Date of Award

5-2009

Document Type

Dissertation

Degree Name

Doctor of Philosophy (PhD)

Legacy Department

Chemical Engineering

Advisor

Husson, Scott M.

Committee Member

Hirt , Douglas

Committee Member

Kitchens , Christopher

Committee Member

Luzinov , Igor

Abstract

This dissertation focuses on the fabrication of uniform polymer nanolayers using surface-initiated polymerization. The kinetics of low temperature surface-initiated atom transfer radical polymerization (ATRP) is discussed in detail. The work is then extended to the surface modification of polymeric membranes to tune the physical and chemical properties of the membranes for gas separations. I discuss how atom transfer radical polymerization might be advantageous compared to some of the techniques that have been proposed in the literature for preparing polymeric membranes for CO2 separation.
The first part of this dissertation describes the synthesis of polystyrene (PS) nanolayers by surface-initiated ATRP at low temperatures.

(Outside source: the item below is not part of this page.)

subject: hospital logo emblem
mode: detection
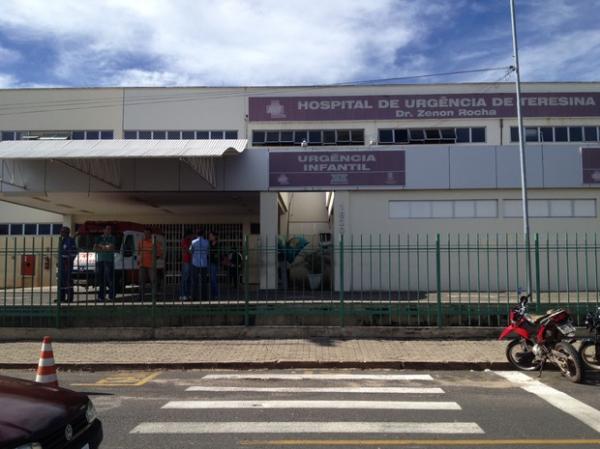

Relative to prior work, thick PS brushes were grown from initiator-functionalized layers of poly(glycidyl methacrylate) on silicon, and layer thickness evolution was measured by ellipsometry. Constant growth rates provided indirect evidence that the polymerizations were controlled. A detailed kinetic study was done for surface-initiated ATRP of styrene at 60 °C. An unexpected shift was observed in the reaction order (from first to zero order) with respect to the monomer concentration. A reaction mechanism is proposed for this change in rate order.
The second part of the dissertation focuses on the growth of uniform poly(ionic liquid) (PIL) nanolayers using surface-initiated ATRP. Surface-tethered polymer brushes with variable layer thicknesses were fabricated from silicon substrates and growth kinetics of the nanolayers were characterized.
The methodology that was developed in the silicon substrate work was then extended to modification of commercially available regenerate cellulose membranes for CO2 separation studies. I report a solution to the leaking problem of supported ionic liquid membranes that have been used at the lab scale for CO2 separation and also address the need for high selectivity, high flux membranes for CO2 capture. Using surface-initiated ATRP to graft PIL nanolayers from the surfaces of commercial membrane supports is advantageous because the PIL nanolayer is attached to the membrane surface covalently. Therefore, there is no concern for leakage from the support. Relative to PIL membranes prepared by solvent casting, the composite membranes that I prepared offer an ultrathin selective layer, with uniform coverage ensured by the ATRP process. A nanothin selective layer offers advantages in terms of improving the CO2 flux through the membrane.
Pure-component CO2 and N2 permeabilities were measured for unmodified and modified membranes. Covering the outer surface of the membrane with PGMA seems to improve the membrane integrity during permeation measurements, but has resulted in low permeability membranes, likely due to pore clogging.